Samba schools’ elaborate floats and feather-festooned dancers will parade between packed bleachers starting Wednesday night.

After two years of COVID-19 cancellations, Rio de Janeiro’s mayor has officially opened the world’s most famous carnival celebration, handing a key to the city to “King Momo”, the symbolic ruler of the festivities.

Tradition has it King Momo, chosen by a jury with input from a popular vote, rules Rio for Carnival, presiding over the glittering, sequin-studded spectacle of the city’s all-night samba school parades.

This year’s king is 35-year-old Wilson Dias da Costa Neto, chosen based on his “liveliness, sociability, way with words, niceness, happiness, and carnival spirit and samba skills”, city hall said.

In Carnival’s 2020 edition, just before COVID-19 reached Brazil, more than 7 million people partied in the so-called “Street Carnival,” according to city figures.
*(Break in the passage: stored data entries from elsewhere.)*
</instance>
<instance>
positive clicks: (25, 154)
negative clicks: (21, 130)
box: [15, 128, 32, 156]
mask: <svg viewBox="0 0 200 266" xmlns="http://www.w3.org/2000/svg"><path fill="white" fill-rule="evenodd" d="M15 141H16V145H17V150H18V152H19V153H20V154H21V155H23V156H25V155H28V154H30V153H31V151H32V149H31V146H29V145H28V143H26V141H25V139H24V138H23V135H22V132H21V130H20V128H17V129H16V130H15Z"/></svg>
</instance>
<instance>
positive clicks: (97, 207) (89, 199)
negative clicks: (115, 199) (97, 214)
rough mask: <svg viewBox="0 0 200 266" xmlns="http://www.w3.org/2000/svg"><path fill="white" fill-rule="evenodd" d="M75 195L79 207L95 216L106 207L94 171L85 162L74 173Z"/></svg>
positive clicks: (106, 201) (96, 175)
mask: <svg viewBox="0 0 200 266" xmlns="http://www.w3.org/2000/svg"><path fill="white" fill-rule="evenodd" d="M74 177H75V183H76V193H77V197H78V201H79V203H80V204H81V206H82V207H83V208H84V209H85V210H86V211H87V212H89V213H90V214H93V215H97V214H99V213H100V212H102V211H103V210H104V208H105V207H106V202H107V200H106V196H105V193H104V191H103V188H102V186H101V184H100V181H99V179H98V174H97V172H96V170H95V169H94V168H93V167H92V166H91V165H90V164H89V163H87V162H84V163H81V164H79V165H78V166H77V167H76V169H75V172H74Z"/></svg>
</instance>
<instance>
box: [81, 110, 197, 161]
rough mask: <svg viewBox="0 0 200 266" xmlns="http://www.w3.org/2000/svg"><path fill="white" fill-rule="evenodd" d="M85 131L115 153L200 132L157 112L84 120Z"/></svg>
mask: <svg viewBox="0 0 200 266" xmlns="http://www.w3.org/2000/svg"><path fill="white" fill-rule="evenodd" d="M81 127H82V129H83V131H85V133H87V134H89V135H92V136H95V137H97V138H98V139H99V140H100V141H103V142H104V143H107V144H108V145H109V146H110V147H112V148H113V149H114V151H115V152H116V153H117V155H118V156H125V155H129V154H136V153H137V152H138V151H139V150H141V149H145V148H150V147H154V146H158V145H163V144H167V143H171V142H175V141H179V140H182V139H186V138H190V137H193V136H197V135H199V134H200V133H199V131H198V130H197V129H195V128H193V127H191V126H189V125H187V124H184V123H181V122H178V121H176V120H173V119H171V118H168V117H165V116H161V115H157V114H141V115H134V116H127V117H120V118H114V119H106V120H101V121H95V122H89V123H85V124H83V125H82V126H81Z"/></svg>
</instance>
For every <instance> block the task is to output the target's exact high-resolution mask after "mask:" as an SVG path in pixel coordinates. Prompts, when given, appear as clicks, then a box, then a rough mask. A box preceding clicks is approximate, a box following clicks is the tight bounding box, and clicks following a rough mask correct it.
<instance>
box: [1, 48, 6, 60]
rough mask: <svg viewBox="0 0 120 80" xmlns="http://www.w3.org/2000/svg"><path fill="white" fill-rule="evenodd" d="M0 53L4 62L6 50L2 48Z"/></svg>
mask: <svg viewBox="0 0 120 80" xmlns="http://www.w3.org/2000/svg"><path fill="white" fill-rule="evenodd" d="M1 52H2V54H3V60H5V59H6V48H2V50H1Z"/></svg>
Crowds are densely packed, bottles are shared around and kissing is custom.

City officials have not authorised the huge carnival street parties known as “blocos”, but several smaller ones are still expected to be held.

COVID-19 has claimed more than 660,000 lives in Brazil, second only to the United States in absolute numbers. But with more than 75 percent of the South American country’s 213 million people now fully vaccinated, the average weekly death toll has plunged from more than 3,000 a year ago to approximately 100 now.

Normally, Carnival moves some $800m for Rio’s economy and creates at least 45,000 jobs, according to official figures.